Some days ago I received a Facebook message that asked me to confirm Moshe is “owner” of the blog Shores of the Dirac Sea. Which I did and while at it, I too joined that Facebook blog network, upon which I had to pick 9 people from my friends list to confirm I “own” this blog. Among the ones I picked was Tommaso, the Quantum Diaries Survivor from next door. We got into a conversation about the question of blog ownership, a term that he seemed to find similarly bizarre as I do, and I thought it would be interesting to hear your opinion on that too.

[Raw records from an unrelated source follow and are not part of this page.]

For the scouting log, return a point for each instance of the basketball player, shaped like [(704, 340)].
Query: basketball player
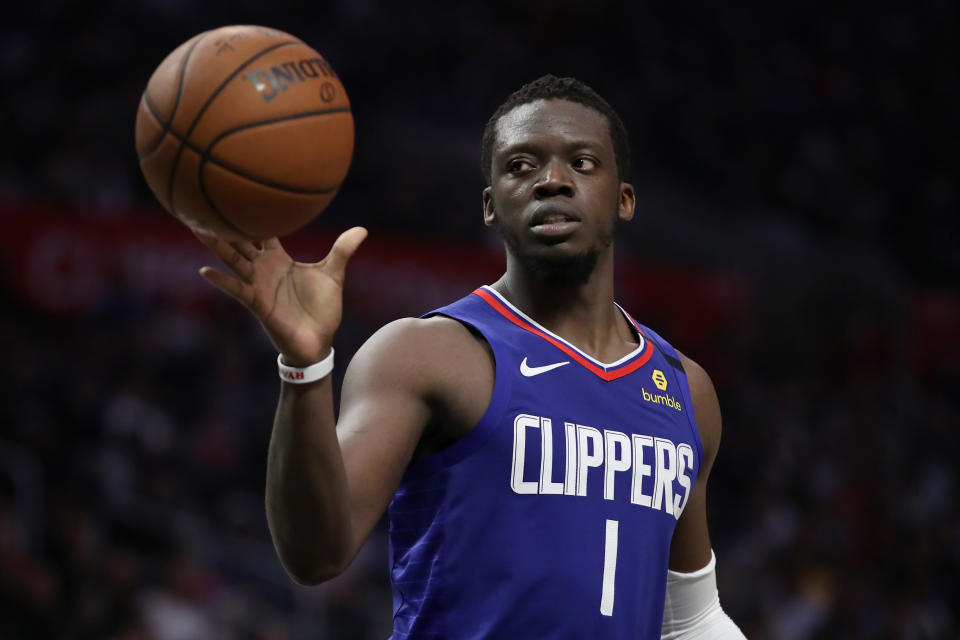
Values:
[(543, 457)]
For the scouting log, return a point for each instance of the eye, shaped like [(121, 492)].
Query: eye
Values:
[(519, 165), (584, 163)]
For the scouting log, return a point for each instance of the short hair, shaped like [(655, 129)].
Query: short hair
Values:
[(550, 87)]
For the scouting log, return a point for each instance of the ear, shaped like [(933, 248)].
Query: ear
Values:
[(628, 201), (489, 214)]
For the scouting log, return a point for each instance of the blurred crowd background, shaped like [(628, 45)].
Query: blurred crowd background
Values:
[(797, 234)]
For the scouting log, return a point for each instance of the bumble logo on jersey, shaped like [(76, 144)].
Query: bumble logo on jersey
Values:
[(659, 379)]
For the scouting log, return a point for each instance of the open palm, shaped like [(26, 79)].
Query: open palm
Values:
[(299, 304)]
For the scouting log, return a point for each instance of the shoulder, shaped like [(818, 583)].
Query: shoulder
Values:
[(706, 407), (421, 352)]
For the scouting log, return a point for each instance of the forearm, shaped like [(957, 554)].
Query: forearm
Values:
[(307, 494), (692, 607)]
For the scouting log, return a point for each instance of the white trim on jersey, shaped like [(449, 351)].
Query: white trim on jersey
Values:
[(640, 347)]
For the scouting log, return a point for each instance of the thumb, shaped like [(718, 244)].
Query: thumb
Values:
[(343, 249)]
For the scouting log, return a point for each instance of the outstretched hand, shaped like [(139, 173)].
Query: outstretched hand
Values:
[(300, 305)]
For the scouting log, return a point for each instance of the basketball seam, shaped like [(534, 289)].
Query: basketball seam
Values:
[(203, 109), (207, 157), (167, 125)]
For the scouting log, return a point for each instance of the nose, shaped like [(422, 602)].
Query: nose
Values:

Sure, I am writing this blog - well, most of it. But do I own it? One could equally well argue it is owned by Google. The only meaning of ownership that makes sense to me is that this blog is public property. Everybody who writes a blog knows what (s)he is doing when clicking on the “publish” button. It means your thoughts go out there, into the wild open.
Now don't get me wrong, of course I am pissed off if somebody uses my writings without paying credits to me. But if I write something where this aspect is of major importance I publish it such that I have a copyright on intellectual property. However, plagiarism doesn't seem to happen all that often even on blogs. For one, most people are actually honest and don't claim originally where there was none. Instead, over the years, we have had several requests to reprint articles or figures, to use quotations, and have been asked how to properly cite a blog post. But besides this, the very reason that blog posts are public provides safety through recognition of copies by readers. The more readers you have, the more likely one of them is to come across and recognize a plagiarism and notify you.
An effect much more interesting than actual copies and quotations however are follow-up threads were people continue a discussion that was initiated elsewhere. This pinging back and forth of thoughts through the blogosphere is as far as I am concerned one of the best aspects of it. What matters in the end however is the emergence of the discussion itself, not who owns it.